Incorporation of pTyr into protein in vivo

First we used the sfGFP readthrough assay to evaluate the essentiality of each component mentioned above in pTyr incorporation (Fig. 4A). The results showed that the phosphatase knockout strain, the engineered TyrRS and EF-Tu variants were equally important. Without any one of the Δ5P strain, the pYRS variant, or the EF-pY variant, the fluorescence reading dropped to the background level (no pTyr in the media). Then we purified the sfGFP bearing an amber stop codon at position 143 which was expressed with all these components (Fig. 4B). The yield of pTyr-containing sfGFP was about 20 mg/L in LB media. The mass spectrometric analysis confirmed pTyr incorporation at the designed position 143 (Fig. 5).

Fig. 4.

(A) The effects of components in pTyr incorporation. The background fluorescence for wild-type TOP10 cells was set as zero. 10 mM pTyr was used in the growth media. The mean values and standard errors were calculated from three replicates. (B) The purification of pTyr-containing and wild-type sfGFP. Lane 1, 2, and 3 are the crude extract, the soluble fraction, and the elution from the cells expressing the wild-type sfGFP, individually. Lane 4, 5, and 6 are the crude extract, the soluble fraction, and the elution from the cells expressing pTyr-containing sfGFP, separately. The same volumes of fractions were loaded on the SDS-PAGE gel.

Fig. 5.

The tandem mass spectrum of the peptide (residues 141–156) LEY^PHNFNSHNVYITADK (ion score 57) from purified sfGFP with one amber codon at position 143. Y^PH denotes pTyr incorporation. The partial sequences of the peptides containing the pTyr can be read from the annotated b or y ion series.

Discussion

Compared with the expression of wild-type sfGFP under the same growth condition (Fig. 4B), the yield of pTyr-containing sfGFP was about 5%. The major amino acid incorporated at position 143 is pTyr, because we showed that if we did not provide pTyr in the growth media, the readthrough of the stop codon in sfGFP is only 20% of that with pTyr in the media (Fig. 4A). We also detected the incorporation of glutamine and lysine at this position, which was probably from the near cognate suppression of the amber stop codon [28]. Although the yield of pTyr-containing protein was relatively low, our work forms a solid step toward highly efficient incorporation of pTyr into proteins in vivo. Below are some approaches that could increase pTyr incorporation.

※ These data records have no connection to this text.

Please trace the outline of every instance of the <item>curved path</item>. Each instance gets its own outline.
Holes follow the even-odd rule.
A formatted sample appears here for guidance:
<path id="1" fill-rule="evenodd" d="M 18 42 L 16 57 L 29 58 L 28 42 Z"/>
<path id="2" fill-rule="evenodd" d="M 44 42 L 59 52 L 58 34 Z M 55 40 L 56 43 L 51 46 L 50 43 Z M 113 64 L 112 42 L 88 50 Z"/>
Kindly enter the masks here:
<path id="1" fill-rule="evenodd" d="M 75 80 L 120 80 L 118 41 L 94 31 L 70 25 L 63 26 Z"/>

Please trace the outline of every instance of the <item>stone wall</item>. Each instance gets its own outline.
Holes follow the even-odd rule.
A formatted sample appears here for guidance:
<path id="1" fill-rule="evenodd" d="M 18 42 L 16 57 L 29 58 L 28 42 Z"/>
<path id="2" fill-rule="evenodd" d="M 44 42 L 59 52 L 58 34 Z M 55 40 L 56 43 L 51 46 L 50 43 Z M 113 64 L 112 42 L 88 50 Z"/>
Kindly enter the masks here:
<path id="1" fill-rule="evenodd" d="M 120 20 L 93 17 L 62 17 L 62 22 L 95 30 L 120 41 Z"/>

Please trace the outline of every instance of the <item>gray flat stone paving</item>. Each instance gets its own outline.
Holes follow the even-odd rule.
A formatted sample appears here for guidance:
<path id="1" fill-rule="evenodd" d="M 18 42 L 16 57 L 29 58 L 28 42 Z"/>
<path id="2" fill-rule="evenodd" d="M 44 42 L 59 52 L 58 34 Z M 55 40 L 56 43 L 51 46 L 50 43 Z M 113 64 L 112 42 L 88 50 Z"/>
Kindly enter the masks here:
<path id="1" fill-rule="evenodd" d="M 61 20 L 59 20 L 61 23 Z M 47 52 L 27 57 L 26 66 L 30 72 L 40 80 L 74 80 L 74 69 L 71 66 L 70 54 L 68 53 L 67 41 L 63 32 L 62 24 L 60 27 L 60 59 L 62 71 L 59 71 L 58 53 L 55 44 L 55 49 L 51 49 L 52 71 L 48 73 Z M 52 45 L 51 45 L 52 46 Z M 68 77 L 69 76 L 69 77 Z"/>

In this work, we used a high concentration of pTyr in the growth media to overcome the poor cellular uptake of pTyr [29]. However, it is necessary to look for proper transporters for pTyr which may be from other organisms. A similar strategy was successful in making a semi-synthetic E. coli with an expanded genetic alphabet by introducing an algal nucleotide triphosphate transporter for unnatural nucleoside triphosphates uptake [30].

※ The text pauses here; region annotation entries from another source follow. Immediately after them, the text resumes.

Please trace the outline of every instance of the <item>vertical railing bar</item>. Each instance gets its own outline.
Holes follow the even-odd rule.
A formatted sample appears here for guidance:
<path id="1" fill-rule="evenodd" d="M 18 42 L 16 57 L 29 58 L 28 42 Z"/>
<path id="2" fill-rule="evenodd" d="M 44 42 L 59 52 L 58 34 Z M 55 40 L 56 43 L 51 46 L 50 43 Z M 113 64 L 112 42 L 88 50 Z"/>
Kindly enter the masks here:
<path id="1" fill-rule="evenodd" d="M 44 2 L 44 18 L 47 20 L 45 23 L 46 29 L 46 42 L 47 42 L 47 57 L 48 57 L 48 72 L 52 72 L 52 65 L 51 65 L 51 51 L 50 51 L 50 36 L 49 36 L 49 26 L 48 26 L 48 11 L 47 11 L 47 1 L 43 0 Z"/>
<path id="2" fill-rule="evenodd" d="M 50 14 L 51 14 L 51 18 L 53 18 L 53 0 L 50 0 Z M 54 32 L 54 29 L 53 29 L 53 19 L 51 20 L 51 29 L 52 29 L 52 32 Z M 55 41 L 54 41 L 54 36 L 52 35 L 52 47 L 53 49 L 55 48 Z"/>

Although we removed five phosphatase genes from the E. coli genome, there remained 30% pTyr phosphatase activity in the cells. We did detect by mass spectrometry analysis Tyr incorporation at position 143 in sfGFP; this may be due to dephosphorylation by unknown protein phosphatases. Thus, inactivating additional phosphatases or adding phosphatase inhibitors may help to increase pTyr incorporation. For this purpose, advanced techniques such as multiplex automated genome engineering (MAGE) can be utilized to inactivate multiple phosphatases simultaneously [31]. However, deleting more phosphatases may affect cell growth due to their important roles in cell physiology. And indeed, our five-phosphatase knockout strain grew relatively poorly in M9 minimal media.

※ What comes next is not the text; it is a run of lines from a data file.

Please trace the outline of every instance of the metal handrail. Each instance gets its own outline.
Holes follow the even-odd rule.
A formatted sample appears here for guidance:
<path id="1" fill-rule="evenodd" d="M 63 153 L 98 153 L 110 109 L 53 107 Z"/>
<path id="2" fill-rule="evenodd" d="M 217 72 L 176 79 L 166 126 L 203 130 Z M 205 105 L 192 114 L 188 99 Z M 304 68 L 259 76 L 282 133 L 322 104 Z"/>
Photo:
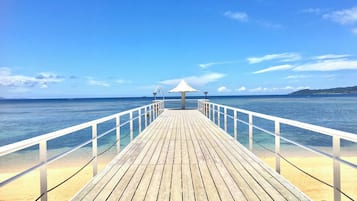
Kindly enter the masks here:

In this study, we used rational design to engineer TyrRS and EF-Tu variants for pTyr. The advantage of advanced protein evolution systems such as MAGE and phage-assisted continuous evolution (PACE) [32,33] in creating larger libraries of variants and selecting variants automatically will help us to find more efficient and specific AARS and EF-Tu variants for pTyr incorporation.